“Getting out” provides reflection

The assignment was simple. Write an essay explaining exactly what you wanted to be when you grew up. As a junior in high school this assignment seemed juvenile, but nonetheless dictated my interest in civil engineering.

When the teacher handed the essays back, on the last page was scrawled my grade and something about applying to Georgia Tech. So on a whim I did, with every intention of attending elsewhere. A couple twists of fate later, graduation is just around the corner.

I have been lucky enough to get out in a reasonable amount of time, so I will spare you the stories of “When I was first-year ….” What I do have to face in a little under three weeks is the dreaded “real world.”

To tell the truth, it is not that scary. I know sleeping to 10 a.m. will not be much of a possibility and my parents will no longer keep me on their insurance, but growing up will come sooner or later. Hopefully, I will still be able to play Solitaire in my downtime. Since I have not commited to a job yet, all these may be a possibility still.

Ever since I’ve been in middle school, the warning of the coming real world was heard constantly, yet it’s never as bad as they make it seem. It does get tiring of hearing about how dangerous and awful the real world will be. Oh no, I have to show up to a job on time and pay taxes. Is that how society works?

While Tech may not have been where I wanted to be originally, it definitely pointed me in the direction I ought to be. Not to say I never cursed the Institute while doing those impossible projects or considered transferring. It was all part of the process and I did not enjoy the hardships, but it was what I had to do.

Along the way advice flooded in from everyone along the way. Former students, current students, and people who had never seen a college campus all gave their poetic counsel. Nine times out of ten their suggestion was wrong or misguided, but taking it all with a big grain of salt was part of the process.

My favorite piece of adivce was from my now 88-year old grandmother. A few weeks before leaving for school, my grandmother began asking me about college and then looked at me with the most serious expression and said, “Don’t you let them get you into smoking that dope.” Yeah, she watches Dr. Phil way too much. So Grandma if you’re reading this (which I doubt due to your lack of internet), I never let them get me into smoking that dope.

The rest of my family did not have such profound advice but got me through it, albeit alternative methods. My older brothers gave me plenty of grief for going to a “nerd school.” All three went to Tennessee and somehow I became the black sheep. If a scientific fact were ever used in a movie, I would usually try to explain it to the family which was always met with jeers of “Code 5 Nerd Alert.” This definitely kept me down to earth.

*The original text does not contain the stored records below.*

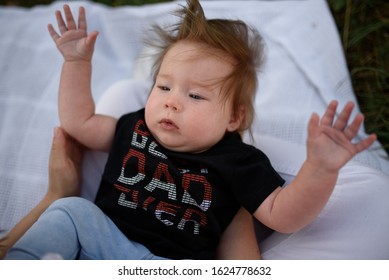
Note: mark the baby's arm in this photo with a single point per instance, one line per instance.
(75, 103)
(329, 148)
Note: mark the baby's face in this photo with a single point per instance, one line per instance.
(185, 111)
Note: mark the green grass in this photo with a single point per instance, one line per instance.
(364, 29)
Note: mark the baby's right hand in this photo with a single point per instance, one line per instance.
(74, 43)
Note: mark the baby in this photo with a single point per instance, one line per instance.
(178, 171)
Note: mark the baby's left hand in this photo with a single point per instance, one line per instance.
(330, 143)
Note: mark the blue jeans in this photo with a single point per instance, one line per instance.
(76, 228)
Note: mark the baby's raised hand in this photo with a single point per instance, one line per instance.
(73, 41)
(330, 143)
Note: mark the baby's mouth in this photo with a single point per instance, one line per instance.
(168, 124)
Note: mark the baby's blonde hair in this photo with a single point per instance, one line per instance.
(235, 39)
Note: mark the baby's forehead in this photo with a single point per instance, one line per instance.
(187, 49)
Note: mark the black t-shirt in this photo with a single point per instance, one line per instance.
(179, 204)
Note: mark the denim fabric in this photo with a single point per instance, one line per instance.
(76, 228)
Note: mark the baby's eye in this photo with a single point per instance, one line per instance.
(195, 96)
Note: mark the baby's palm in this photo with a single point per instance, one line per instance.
(74, 43)
(330, 143)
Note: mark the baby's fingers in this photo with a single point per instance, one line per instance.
(352, 130)
(71, 24)
(54, 35)
(61, 23)
(344, 116)
(365, 143)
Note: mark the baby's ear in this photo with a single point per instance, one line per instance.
(236, 119)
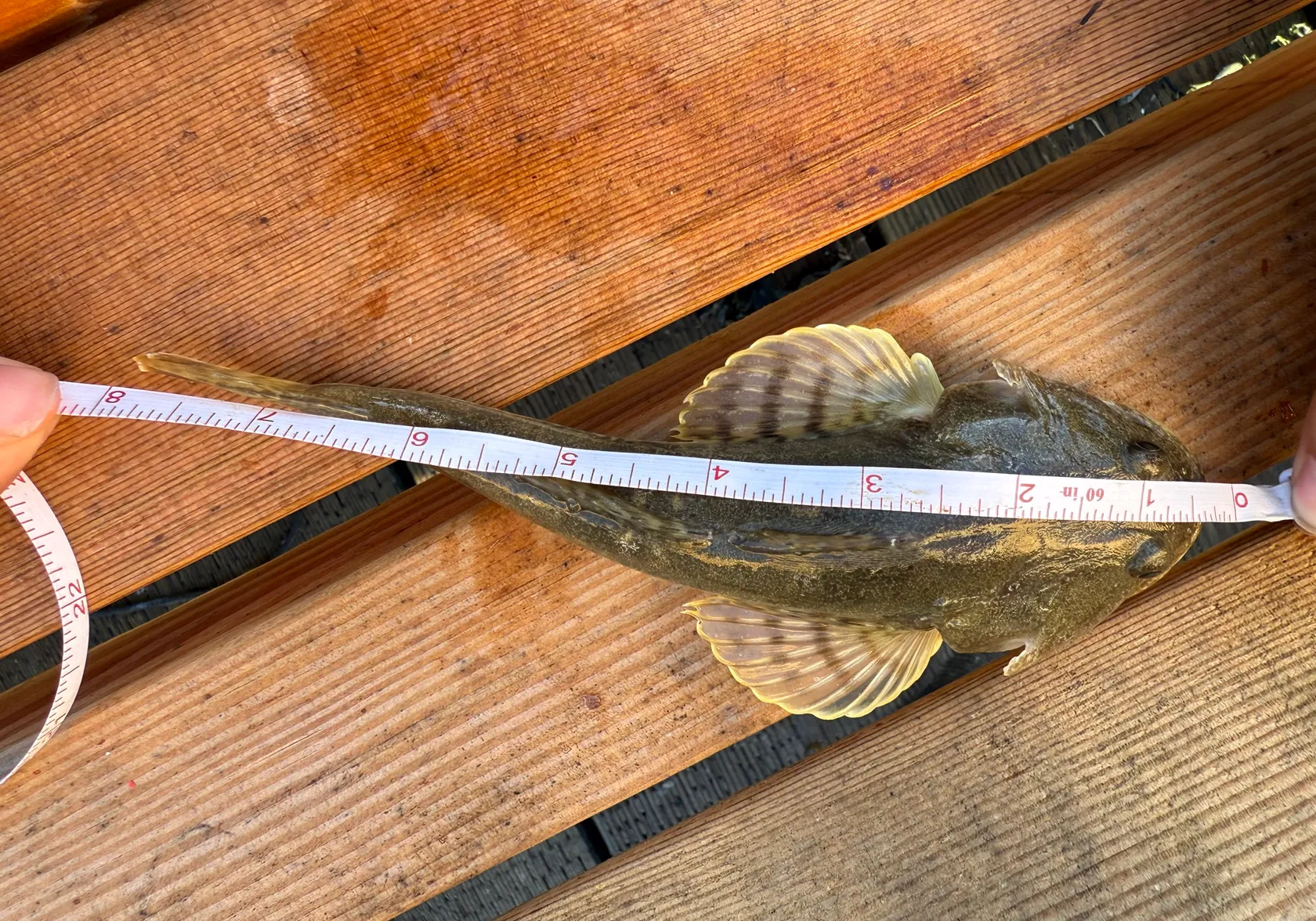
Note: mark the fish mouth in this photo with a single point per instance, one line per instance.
(1023, 661)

My parents did not care as long as I kept those student loans cheap. FYI to those students who get HOPE, all us out-of-state students despise you. Not because you get HOPE, but because some of you lose it and still get tuition for half the cost. Tech does not offer much incentive for us out-of-state students, so we get to be bitter.

Now I am at a temporary crossroads in my life, and no it is not the real world coming to haunt me. Do I continue my education or start working? It really is a hard question, but not impossible.

Not that you particularly care about my life, but continuing education is always the best option, so in my usual contradictory self I have chosen to go to work first. I am coming back for grad school though. That way I have “real world” experience.

Actually I am really looking forward to everything post-Tech. Not the kids and wife part , but more along the lines of making money, having the weekends totally free and generally doing everything that students can’t do. I will never miss finals, nights of three hours of sleep and the sometimes odd social interactions.

I will miss all of this. These friends will literally last well beyond 2008, as cliche as that sounds, because even had I not come to college, I still would have met people that I would remember for a lifetime. For those people who think college is the best years of your life, I feel sorry for you and the rest of your life. While it was not the best years of mine (I hope they are yet to come), it definitely was a highlight along the way.

For four years I’ve had all these things to say, but when it came time I was left surprisingly speechless. So thanks for staying with me this long.